The first three bullet points in this list are becoming more common problems in the oil and gas industry. The shale boom in the U.S. has made long horizontal sections in shale reservoirs targets for drilling. In addition, deviated wells and deeper wells are also becoming more common. For these reasons, the use of oil-based muds is also becoming more common.
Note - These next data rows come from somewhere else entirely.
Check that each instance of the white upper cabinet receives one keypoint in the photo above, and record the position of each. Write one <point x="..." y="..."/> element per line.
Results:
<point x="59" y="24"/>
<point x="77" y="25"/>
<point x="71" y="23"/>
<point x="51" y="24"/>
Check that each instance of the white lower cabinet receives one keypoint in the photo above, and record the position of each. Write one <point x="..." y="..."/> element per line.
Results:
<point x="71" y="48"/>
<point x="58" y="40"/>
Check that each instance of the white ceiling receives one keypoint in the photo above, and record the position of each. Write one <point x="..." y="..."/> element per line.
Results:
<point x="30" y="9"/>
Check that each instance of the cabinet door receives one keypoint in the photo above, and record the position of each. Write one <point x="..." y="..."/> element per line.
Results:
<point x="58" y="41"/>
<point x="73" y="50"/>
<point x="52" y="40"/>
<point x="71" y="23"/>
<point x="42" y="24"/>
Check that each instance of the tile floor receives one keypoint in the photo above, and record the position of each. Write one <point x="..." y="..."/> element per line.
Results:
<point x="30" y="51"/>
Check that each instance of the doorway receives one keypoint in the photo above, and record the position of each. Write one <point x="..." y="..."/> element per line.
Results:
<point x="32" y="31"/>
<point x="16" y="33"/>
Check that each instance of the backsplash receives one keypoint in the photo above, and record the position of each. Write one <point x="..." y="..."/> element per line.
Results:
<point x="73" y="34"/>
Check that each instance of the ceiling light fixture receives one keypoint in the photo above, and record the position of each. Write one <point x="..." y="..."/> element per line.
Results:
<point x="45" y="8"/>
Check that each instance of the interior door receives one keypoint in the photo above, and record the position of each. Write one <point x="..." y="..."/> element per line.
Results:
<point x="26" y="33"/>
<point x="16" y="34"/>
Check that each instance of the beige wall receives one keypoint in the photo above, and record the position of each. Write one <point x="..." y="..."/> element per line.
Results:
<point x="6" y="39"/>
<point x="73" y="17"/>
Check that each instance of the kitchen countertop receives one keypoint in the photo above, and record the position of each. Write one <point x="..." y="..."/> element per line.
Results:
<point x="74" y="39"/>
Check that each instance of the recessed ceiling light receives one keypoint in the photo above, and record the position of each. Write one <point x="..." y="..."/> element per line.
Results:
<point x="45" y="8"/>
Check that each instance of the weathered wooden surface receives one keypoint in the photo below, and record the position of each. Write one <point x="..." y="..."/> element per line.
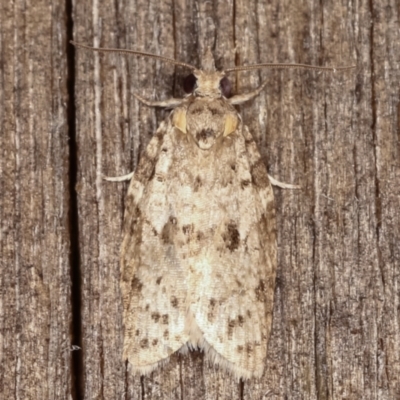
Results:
<point x="35" y="301"/>
<point x="336" y="331"/>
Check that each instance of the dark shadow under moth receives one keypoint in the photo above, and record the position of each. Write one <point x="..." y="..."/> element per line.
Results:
<point x="199" y="254"/>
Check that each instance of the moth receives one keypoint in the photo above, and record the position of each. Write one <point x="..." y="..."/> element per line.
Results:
<point x="199" y="254"/>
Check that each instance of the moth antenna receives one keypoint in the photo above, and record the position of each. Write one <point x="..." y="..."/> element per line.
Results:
<point x="287" y="66"/>
<point x="137" y="53"/>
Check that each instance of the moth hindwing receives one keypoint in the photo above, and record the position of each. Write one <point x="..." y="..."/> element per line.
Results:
<point x="198" y="257"/>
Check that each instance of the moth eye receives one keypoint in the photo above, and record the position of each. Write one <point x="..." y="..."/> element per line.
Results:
<point x="226" y="87"/>
<point x="189" y="83"/>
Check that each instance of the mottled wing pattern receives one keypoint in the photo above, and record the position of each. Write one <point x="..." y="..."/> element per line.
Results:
<point x="205" y="273"/>
<point x="153" y="282"/>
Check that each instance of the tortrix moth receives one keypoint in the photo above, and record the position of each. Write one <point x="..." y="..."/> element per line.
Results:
<point x="198" y="258"/>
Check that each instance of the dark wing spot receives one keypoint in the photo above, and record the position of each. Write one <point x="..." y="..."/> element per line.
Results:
<point x="155" y="316"/>
<point x="231" y="326"/>
<point x="231" y="236"/>
<point x="168" y="231"/>
<point x="136" y="285"/>
<point x="174" y="302"/>
<point x="215" y="111"/>
<point x="210" y="317"/>
<point x="197" y="183"/>
<point x="259" y="174"/>
<point x="200" y="236"/>
<point x="187" y="229"/>
<point x="244" y="183"/>
<point x="145" y="168"/>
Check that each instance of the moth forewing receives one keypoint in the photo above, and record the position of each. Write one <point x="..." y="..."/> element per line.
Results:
<point x="198" y="258"/>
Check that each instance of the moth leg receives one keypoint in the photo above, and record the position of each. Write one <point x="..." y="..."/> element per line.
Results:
<point x="282" y="185"/>
<point x="241" y="98"/>
<point x="122" y="178"/>
<point x="169" y="103"/>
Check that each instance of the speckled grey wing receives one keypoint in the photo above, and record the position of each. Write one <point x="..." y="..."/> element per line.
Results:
<point x="233" y="303"/>
<point x="153" y="283"/>
<point x="199" y="253"/>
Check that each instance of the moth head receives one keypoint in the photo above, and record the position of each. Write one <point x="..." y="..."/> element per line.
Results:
<point x="208" y="84"/>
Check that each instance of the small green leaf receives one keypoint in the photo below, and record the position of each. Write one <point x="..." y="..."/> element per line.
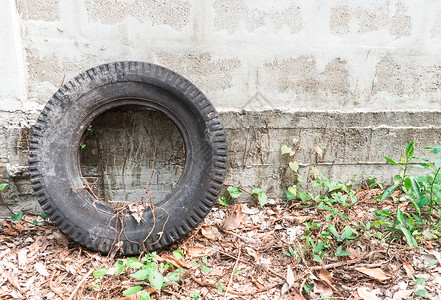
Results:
<point x="400" y="216"/>
<point x="256" y="191"/>
<point x="178" y="254"/>
<point x="421" y="293"/>
<point x="223" y="201"/>
<point x="100" y="272"/>
<point x="262" y="197"/>
<point x="409" y="149"/>
<point x="174" y="276"/>
<point x="96" y="284"/>
<point x="156" y="280"/>
<point x="132" y="291"/>
<point x="398" y="179"/>
<point x="43" y="215"/>
<point x="388" y="192"/>
<point x="423" y="201"/>
<point x="18" y="216"/>
<point x="219" y="288"/>
<point x="119" y="267"/>
<point x="294" y="166"/>
<point x="435" y="150"/>
<point x="415" y="186"/>
<point x="438" y="162"/>
<point x="340" y="252"/>
<point x="206" y="269"/>
<point x="134" y="263"/>
<point x="144" y="296"/>
<point x="389" y="160"/>
<point x="317" y="258"/>
<point x="289" y="195"/>
<point x="410" y="239"/>
<point x="234" y="191"/>
<point x="142" y="274"/>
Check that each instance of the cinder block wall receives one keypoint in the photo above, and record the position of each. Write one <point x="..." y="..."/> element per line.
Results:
<point x="358" y="78"/>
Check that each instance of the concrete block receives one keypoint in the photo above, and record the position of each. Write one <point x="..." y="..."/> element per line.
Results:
<point x="205" y="71"/>
<point x="393" y="17"/>
<point x="45" y="10"/>
<point x="232" y="15"/>
<point x="172" y="13"/>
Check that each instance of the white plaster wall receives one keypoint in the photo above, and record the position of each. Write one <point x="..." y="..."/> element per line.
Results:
<point x="290" y="55"/>
<point x="12" y="68"/>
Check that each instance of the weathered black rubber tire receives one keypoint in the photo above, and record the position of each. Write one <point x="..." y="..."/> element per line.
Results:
<point x="54" y="156"/>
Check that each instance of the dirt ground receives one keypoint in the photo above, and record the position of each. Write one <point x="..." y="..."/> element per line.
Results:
<point x="238" y="252"/>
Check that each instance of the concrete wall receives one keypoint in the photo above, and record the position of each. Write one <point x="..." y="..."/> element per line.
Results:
<point x="361" y="78"/>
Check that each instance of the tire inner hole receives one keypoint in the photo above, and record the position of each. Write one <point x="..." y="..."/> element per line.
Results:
<point x="131" y="154"/>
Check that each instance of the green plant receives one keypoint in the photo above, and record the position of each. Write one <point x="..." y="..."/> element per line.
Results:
<point x="293" y="190"/>
<point x="147" y="270"/>
<point x="422" y="192"/>
<point x="235" y="192"/>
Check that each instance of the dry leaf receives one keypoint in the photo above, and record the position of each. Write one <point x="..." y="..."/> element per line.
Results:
<point x="207" y="232"/>
<point x="11" y="232"/>
<point x="137" y="211"/>
<point x="376" y="273"/>
<point x="41" y="269"/>
<point x="301" y="219"/>
<point x="289" y="281"/>
<point x="322" y="289"/>
<point x="195" y="252"/>
<point x="12" y="280"/>
<point x="290" y="277"/>
<point x="429" y="245"/>
<point x="325" y="276"/>
<point x="401" y="295"/>
<point x="19" y="226"/>
<point x="253" y="253"/>
<point x="365" y="294"/>
<point x="409" y="269"/>
<point x="176" y="262"/>
<point x="436" y="254"/>
<point x="22" y="257"/>
<point x="235" y="219"/>
<point x="355" y="254"/>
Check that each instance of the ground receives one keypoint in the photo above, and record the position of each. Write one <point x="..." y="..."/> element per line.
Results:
<point x="242" y="251"/>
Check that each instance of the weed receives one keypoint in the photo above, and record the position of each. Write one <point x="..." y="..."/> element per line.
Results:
<point x="423" y="192"/>
<point x="234" y="193"/>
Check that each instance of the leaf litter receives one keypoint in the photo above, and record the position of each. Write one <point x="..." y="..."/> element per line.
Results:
<point x="237" y="252"/>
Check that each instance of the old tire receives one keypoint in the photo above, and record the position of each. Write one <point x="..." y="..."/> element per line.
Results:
<point x="54" y="156"/>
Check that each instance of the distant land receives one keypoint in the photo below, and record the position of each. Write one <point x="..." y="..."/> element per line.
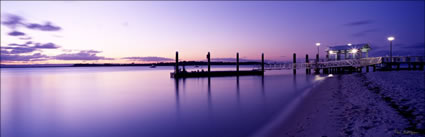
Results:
<point x="189" y="63"/>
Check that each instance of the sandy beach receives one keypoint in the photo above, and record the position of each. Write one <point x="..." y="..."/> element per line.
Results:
<point x="360" y="104"/>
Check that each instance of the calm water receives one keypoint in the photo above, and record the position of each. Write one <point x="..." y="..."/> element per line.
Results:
<point x="141" y="101"/>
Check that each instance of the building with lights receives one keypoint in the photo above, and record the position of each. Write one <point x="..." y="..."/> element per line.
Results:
<point x="349" y="51"/>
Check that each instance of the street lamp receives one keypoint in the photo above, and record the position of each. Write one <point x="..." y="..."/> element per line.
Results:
<point x="354" y="51"/>
<point x="391" y="47"/>
<point x="317" y="45"/>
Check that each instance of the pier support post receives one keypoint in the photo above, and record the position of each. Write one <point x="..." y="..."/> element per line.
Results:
<point x="294" y="64"/>
<point x="177" y="62"/>
<point x="262" y="62"/>
<point x="307" y="69"/>
<point x="237" y="62"/>
<point x="367" y="68"/>
<point x="317" y="70"/>
<point x="209" y="62"/>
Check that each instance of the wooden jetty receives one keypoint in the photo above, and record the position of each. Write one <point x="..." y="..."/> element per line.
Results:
<point x="352" y="65"/>
<point x="185" y="74"/>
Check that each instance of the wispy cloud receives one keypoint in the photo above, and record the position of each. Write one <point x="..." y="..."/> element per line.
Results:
<point x="16" y="33"/>
<point x="359" y="23"/>
<point x="364" y="33"/>
<point x="19" y="50"/>
<point x="43" y="27"/>
<point x="82" y="55"/>
<point x="150" y="58"/>
<point x="14" y="21"/>
<point x="46" y="46"/>
<point x="33" y="57"/>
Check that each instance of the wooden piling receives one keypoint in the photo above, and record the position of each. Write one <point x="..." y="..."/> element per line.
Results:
<point x="294" y="64"/>
<point x="209" y="61"/>
<point x="237" y="62"/>
<point x="317" y="70"/>
<point x="367" y="68"/>
<point x="262" y="62"/>
<point x="307" y="69"/>
<point x="177" y="62"/>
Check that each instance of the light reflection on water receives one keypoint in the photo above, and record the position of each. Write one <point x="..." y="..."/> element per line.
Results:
<point x="140" y="101"/>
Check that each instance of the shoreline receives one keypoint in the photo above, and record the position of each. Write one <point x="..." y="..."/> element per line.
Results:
<point x="357" y="105"/>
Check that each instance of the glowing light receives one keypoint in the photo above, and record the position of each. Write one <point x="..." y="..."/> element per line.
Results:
<point x="391" y="38"/>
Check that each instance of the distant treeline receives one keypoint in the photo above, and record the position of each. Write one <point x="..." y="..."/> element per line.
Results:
<point x="167" y="64"/>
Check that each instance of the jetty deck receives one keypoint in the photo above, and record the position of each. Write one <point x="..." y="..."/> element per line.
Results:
<point x="216" y="73"/>
<point x="178" y="73"/>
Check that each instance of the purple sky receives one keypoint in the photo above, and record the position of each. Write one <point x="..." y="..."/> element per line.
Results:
<point x="147" y="31"/>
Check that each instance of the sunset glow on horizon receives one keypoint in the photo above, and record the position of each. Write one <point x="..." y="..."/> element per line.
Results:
<point x="54" y="32"/>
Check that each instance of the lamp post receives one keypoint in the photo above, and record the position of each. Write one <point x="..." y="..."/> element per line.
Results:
<point x="391" y="47"/>
<point x="317" y="45"/>
<point x="354" y="51"/>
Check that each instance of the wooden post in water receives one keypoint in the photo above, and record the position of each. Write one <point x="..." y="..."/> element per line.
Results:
<point x="209" y="62"/>
<point x="177" y="62"/>
<point x="317" y="70"/>
<point x="294" y="64"/>
<point x="262" y="62"/>
<point x="307" y="69"/>
<point x="237" y="62"/>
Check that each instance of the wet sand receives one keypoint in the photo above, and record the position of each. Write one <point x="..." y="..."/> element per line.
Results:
<point x="311" y="117"/>
<point x="367" y="104"/>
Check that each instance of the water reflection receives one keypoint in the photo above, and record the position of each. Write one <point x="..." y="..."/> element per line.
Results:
<point x="177" y="93"/>
<point x="238" y="94"/>
<point x="91" y="102"/>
There are also several disadvantages with oil-based muds. These include:

  • high initial costs. Often in an active drilling campaign, if certain depth intervals require an oil-based mud, the mud is stored and reused in different wells;
  • slow rates of penetration. Historically, the rate of penetration has been statistically slower for oil-based muds than it is for water-based muds. The rate of penetration is the speed at which the drilling process progresses (depth versus time) and is a function of many factors other than mud type, including: weight on bit, RPM, lithologies being drilled through, bit type, bit wear, etc.;
  • environmental concerns:
    • oil contamination of subsurface fresh water aquifers,
    • cleaning and disposal of oil contaminated rock cuttings;
  • kick detection. If gas enters the wellbore (a Kick), it may go into solution in the oil in deeper, higher pressure sections of the well and come out of solution closer to the surface;
  • formation evaluation. Some readings from well logs or core analysis may be sensitive to oil entering the formation of interest (for example, if oil from the oil-based mud enters the reservoir in the near-well vicinity, then tools used to detect oil saturation may read artificially high).

Other drilling fluids currently in use that were listed earlier are foams and air. In the context of drilling fluids, foams have the consistency of shaving cream. Both foam and air drilling are used in hard rock regions, such as in the Rocky Mountains, where drill bits render the drill cuttings to dust. Thus, the foam or air only needs to lift this dust to the surface. Air drilling is always an environmentally friendly option if it is applicable because environmental contamination by air is never an issue.